For estimating potential changes in tax revenues, the graphs on this page use the hybrid approach that combines firm-level financial accounts (from ORBIS) with aggregated CbCR data.

Treatment of small baselines

Some countries report a very small corporate tax base in the underlying data. In these cases, even modest absolute changes can result in extremely large percentage movements, which are not meaningful when data are incomplete or unstable. To avoid presenting misleading relative effects, the tax-base visualisations on this page exclude countries whose baseline corporate tax base is below 1 billion USD/EUR. These jurisdictions remain included in the full report—particularly in the detailed tables and discussion—but are omitted here to ensure that the graphical patterns remain interpretable.

International loss consolidation has different short-term and long-term impacts

Switching to unitary taxation would bring together all the past losses of multinational groups at the global level. Because losses can be offset against profits, this produces a temporary dip in the worldwide tax base, strongest in the first years of a new system, then fading as older losses expire.

Most simulations therefore show a smaller tax base in the early years, with effects becoming more modest over time.

The largest-coverage parts of the analysis use aggregate data (from country-by-country reporting and hybrid methods).

These data do not allow the loss-consolidation effect to be modelled.

As a result:

  • The global tax base is held constant in these simulations, even though in reality it would fall temporarily.

  • Some gains may appear slightly overstated, especially where results rely on these aggregate methods.

This does not change the direction of redistribution, but it affects the scale.

Results are highly sensitive to which tax rate is assumed

The graphs on this page focus on how the tax base is redistributed under different formulas. What countries actually collect in revenue will ultimately depend on:

• the tax rates they apply nationally, and

• any global minimum tax or other common rules that are agreed.

The report shows that overall global revenue effects are sensitive to these choices. Using higher or lower effective tax rates in the simulations can shift the aggregate result from a small global loss to a small global gain.

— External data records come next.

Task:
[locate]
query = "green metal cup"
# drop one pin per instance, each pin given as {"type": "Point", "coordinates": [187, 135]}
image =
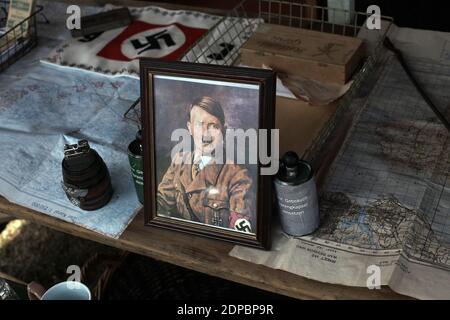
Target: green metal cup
{"type": "Point", "coordinates": [137, 167]}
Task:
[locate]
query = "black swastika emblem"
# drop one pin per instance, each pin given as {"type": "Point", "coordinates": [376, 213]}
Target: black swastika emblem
{"type": "Point", "coordinates": [153, 41]}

The pattern of who gains and who loses in terms of tax base, however, is much more stable across assumptions.

Sector-specific tax regimes are not included

The simulations treat all profits as if they were taxed under the same statutory rate.

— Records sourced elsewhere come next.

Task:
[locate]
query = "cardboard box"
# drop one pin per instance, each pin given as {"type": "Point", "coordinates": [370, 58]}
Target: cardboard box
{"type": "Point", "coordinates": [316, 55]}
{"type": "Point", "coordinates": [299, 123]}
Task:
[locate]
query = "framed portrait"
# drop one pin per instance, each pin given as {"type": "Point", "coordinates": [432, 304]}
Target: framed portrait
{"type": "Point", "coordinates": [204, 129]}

This means the model does not take account of:

  • higher tax rates applying to certain sectors (e.g. oil and gas), or

  • special regimes such as patent boxes or incentives.

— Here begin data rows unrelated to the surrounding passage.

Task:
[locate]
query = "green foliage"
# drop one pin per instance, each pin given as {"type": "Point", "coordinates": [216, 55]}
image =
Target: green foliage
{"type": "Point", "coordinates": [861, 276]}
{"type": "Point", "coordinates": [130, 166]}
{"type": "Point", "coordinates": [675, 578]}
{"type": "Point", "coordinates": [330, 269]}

Countries with large extractive sectors or significant special regimes may therefore see actual revenues differ from the modelled averages.

Behavioural changes are not modelled

The simulations assume that firms do not immediately change where they place workers, physical assets or sales in response to unitary taxation.

In reality, some adjustment is likely over time. However, relocating real activity, shifting factories, offices or jobs, is much more costly than shifting profits on paper, so very large movements are unlikely in the short term.

The exact size of any behavioural response is uncertain, and the graphs should be read as medium-term static estimates, not forecasts of every future adjustment.

Measuring sales and customer location

Some of the indicators used to allocate profits in the formulas are difficult to measure directly, especially at the global level.

Two issues are particularly important:

a. Sales by destination must be approximated

Firm accounts usually record where sales are booked, not where customers are located.

To estimate customer-location sales, the study must rely on a proxy: output minus exports, drawn from sector-level data.

This approximation can:

  • overstate gains for very large markets (e.g. the US and China), and

  • understate complexity in global value chains.

b. Sales recorded by firms may include intra-group transactions

When revenues include related-party sales, results can be distorted by transfer pricing arrangements. Excluding these data is not always possible across all countries.